A wise friend recently asked me: “What should I be doing now to prepare for the next economic recession?” Whether you think the next downturn is nearly upon us, or is still years away, this is an excellent question to ask. Having lived through several economic downturns and having observed the behaviors that go along with them (both detrimental and beneficial), I share my top 3 tips here.
Remember learning fire safety from school days? What do you do? “Stop, Drop, and Roll.”
Before a crisis hits is the perfect time to stop and make your action plan, rather than trying to make decisions during a time of stress. So, take a moment to pause now, take a breath, and review your financial situation. What are your monthly obligations? Do you have enough savings to pay the rent next month, should your job be downsized? What expenses could you potentially cut back, or cut out? On the income side, are there other ways to expand your income, if your current income source changes?
I don’t pose these questions to alarm you; just the opposite. Planning now can bring calm because you know what to do when and if a crisis hits. When you’ve practiced and prepared mentally, you can feel more confident about handling the future.
Bonus tip: If you find this difficult, consider reaching out to a friend or advisor to help you talk through it (that’s what we’re here for).
If you aren’t already, consider dropping extra cash into a savings account. Stashing cash in case of emergency is always a good practice. But in the framework of what to do before a recession, stashing cash can also set you up to take advantage of opportunities that arise when prices fall.
For example, during the 2007-era housing crisis, we saw houses in the Austin area being sold for significant discounts. Investors who had the cash to do so could potentially buy homes at historically low prices. The key was having cash on hand when the time came.
So, how can you do this? Pay into your savings account like paying a bill: make a deposit every month (or whenever you get your paycheck). If you have a specific goal, you could name your savings account to help keep you focused. For example, if you are saving to purchase your next house, you could call it your “Next Home” savings account.

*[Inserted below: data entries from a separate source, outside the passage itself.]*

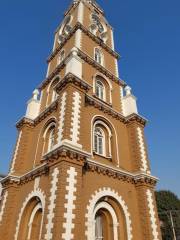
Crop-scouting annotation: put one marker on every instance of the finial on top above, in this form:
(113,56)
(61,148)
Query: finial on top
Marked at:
(128,90)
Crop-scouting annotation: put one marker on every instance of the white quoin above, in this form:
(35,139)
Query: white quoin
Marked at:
(0,191)
(33,105)
(74,64)
(129,102)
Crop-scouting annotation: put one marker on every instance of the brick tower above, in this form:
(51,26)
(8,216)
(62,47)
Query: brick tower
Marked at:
(80,168)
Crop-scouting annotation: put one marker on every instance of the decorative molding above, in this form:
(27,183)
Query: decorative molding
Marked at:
(144,162)
(61,117)
(75,119)
(29,176)
(71,78)
(16,152)
(66,151)
(116,68)
(110,111)
(88,33)
(152,214)
(42,116)
(70,205)
(3,205)
(119,174)
(105,192)
(38,193)
(52,204)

If you don’t have a specific goal, you could call it your “Opportunity Account.” Then, “Set it and forget it.” Don’t use this money for anything else. If you are patient, then when opportunities arise, you may be better positioned than you were before.
And my final tip is: keep on rolling. Whatever you do, keep going. Remember that news headlines are meant to be sensational and stir up emotion. This does not help you; it helps keep reporters in business. As much as possible, let the news roll off your back and out of your life. Instead, keep focus on your plan and your goals.
A recession is NOT the time to stop contributing to your investment accounts. Again, recall the concept of investments being on sale during a downturn, and realize that you may actually be taking advantage of price fluctuations.
Recessions are also definitely NOT time to cash out of your investments because you fear losses. By cashing out, you could be effectively locking in losses. Leaving investments in the market gives them the opportunity to recover and get back on track.
No matter where the economy or the stock market is, these 3 tips are good financial habits to practice anytime. But especially if you are feeling wary about an economic recession, just remember “stop, drop, and roll.” This can help you to build your financial muscle, so it’s a bit easier when the heavy lifting comes.